Input validation

The boundary between untrusted and trusted data is the edge of the application: HTTP requests, file uploads, queue messages, webhook payloads, inter-service API calls. Internal functions can assume their arguments are already validated; entry points cannot.

Validation has two goals: confirm the value is structurally what the application expects, and convert it to the type that subsequent code will use. The conversion step is itself a form of validation: int(value) raises on non-numeric input without requiring a regex.

Python: Pydantic

Pydantic validates structured inputs at parse time and raises with field-level error messages on failure. It is suited to API request bodies, configuration files, and any context where a dict needs to be converted to typed fields:

from pydantic import BaseModel, Field, field_validator
from datetime import date

class BookingRequest(BaseModel):
    guest_name: str = Field(min_length=1, max_length=100)
    check_in: date
    nights: int = Field(ge=1, le=365)

    @field_validator("guest_name")
    @classmethod
    def no_control_characters(cls, v: str) -> str:
        if any(c < " " for c in v):
            raise ValueError("control characters not permitted")
        return v.strip()

# raises pydantic.ValidationError if the data does not conform
booking = BookingRequest.model_validate(request.json())
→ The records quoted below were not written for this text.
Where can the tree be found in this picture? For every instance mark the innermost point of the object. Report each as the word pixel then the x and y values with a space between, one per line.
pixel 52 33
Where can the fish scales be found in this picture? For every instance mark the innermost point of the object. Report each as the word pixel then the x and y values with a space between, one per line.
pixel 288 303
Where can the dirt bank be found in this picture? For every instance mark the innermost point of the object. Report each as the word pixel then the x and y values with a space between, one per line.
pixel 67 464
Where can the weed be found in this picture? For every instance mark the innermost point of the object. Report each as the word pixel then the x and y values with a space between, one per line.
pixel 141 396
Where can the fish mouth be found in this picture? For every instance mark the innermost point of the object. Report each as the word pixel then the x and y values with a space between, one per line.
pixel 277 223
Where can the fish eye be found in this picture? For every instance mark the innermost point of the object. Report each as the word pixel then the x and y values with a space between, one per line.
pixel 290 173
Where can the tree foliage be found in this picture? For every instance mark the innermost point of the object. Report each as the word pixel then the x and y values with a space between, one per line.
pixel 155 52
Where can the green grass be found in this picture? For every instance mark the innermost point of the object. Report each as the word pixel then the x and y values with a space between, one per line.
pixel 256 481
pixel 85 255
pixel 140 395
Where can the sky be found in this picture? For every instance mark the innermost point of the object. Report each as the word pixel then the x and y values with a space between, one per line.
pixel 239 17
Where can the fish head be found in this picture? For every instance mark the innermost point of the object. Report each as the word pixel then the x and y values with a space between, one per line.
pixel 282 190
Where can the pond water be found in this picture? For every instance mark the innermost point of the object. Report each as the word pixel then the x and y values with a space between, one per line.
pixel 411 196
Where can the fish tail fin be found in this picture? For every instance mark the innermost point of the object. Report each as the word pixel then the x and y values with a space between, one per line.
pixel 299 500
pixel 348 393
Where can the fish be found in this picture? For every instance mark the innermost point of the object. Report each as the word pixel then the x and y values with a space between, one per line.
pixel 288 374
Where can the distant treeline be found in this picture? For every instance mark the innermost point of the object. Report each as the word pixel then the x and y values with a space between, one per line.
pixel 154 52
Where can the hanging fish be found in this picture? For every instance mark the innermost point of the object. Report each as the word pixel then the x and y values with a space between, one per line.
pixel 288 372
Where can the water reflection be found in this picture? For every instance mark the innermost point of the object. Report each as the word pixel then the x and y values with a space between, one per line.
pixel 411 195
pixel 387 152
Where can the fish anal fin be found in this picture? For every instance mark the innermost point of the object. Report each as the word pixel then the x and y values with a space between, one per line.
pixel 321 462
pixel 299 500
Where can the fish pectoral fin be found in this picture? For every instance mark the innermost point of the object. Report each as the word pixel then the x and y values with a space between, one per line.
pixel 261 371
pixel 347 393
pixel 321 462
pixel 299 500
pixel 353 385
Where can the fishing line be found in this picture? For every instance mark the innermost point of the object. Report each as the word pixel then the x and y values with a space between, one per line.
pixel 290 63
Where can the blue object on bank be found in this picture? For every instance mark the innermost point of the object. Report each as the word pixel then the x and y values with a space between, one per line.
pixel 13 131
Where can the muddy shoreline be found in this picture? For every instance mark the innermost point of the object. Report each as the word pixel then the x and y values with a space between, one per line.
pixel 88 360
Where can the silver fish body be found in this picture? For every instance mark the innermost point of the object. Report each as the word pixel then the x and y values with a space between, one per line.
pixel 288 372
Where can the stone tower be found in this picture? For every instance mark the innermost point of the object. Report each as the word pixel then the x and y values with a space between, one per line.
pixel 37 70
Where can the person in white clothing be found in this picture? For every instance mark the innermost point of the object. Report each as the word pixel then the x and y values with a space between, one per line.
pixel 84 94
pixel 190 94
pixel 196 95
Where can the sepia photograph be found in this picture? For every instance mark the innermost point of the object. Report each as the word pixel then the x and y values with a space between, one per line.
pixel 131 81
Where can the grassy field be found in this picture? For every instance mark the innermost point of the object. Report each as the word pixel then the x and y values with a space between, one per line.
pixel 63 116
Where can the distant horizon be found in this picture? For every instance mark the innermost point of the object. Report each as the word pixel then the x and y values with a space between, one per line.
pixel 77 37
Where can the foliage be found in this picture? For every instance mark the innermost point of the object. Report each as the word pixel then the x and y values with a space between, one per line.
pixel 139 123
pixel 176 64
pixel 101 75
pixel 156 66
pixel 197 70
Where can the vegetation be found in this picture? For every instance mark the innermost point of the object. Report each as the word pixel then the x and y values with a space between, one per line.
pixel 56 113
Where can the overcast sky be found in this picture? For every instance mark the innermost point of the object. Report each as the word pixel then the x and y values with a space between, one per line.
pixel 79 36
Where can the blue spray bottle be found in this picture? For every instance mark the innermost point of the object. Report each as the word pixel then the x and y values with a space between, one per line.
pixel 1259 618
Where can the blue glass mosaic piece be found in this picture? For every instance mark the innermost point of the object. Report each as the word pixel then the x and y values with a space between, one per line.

The validated booking object carries typed fields: booking.check_in is a date, not a string. Downstream code does not need to revalidate.

JavaScript/TypeScript: Zod

Zod provides the same pattern for JavaScript runtimes, with TypeScript inference:

import { z } from "zod";

const BookingSchema = z.object({
    guestName: z.string().min(1).max(100),
    checkIn: z.string().date(),
    nights: z.number().int().min(1).max(365),
});

// throws ZodError if input does not match
const booking = BookingSchema.parse(req.body);
// booking is typed: booking.nights is number, booking.checkIn is string (ISO date)

For Express-style handlers where throwing is inconvenient:

const result = BookingSchema.safeParse(req.body);
if (!result.success) {
    res.status(400).json({ errors: result.error.flatten() });
    return;
}
const booking = result.data;

Primitive coercion

For single values, stdlib coercion is sufficient and raises on invalid input:

# raises ValueError on non-integer input
user_id = int(request.args["id"])

# raises ValueError on invalid date format
from datetime import date
check_in = date.fromisoformat(request.args["check_in"])

Regex validation

Regex is appropriate for formats with no stdlib parser: postcodes, product codes, identifiers. Allowlist patterns (permit known-good characters) are more reliable than denylist patterns (reject known-bad ones):

import re

POSTCODE_RE = re.compile(r"^[A-Z]{1,2}\d[A-Z\d]? \d[A-Z]{2}$")

def validate_postcode(value: str) -> str:
    value = value.strip().upper()
    if not POSTCODE_RE.match(value):
        raise ValueError(f"invalid postcode: {value!r}")
    return value

Denylist patterns that try to reject <, >, script, ' etc. are routinely bypassed through encoding, case variation, and unicode equivalences. They offer a false sense of coverage; the SQL injection attack techniques page shows how this plays out against SQL injection specifically.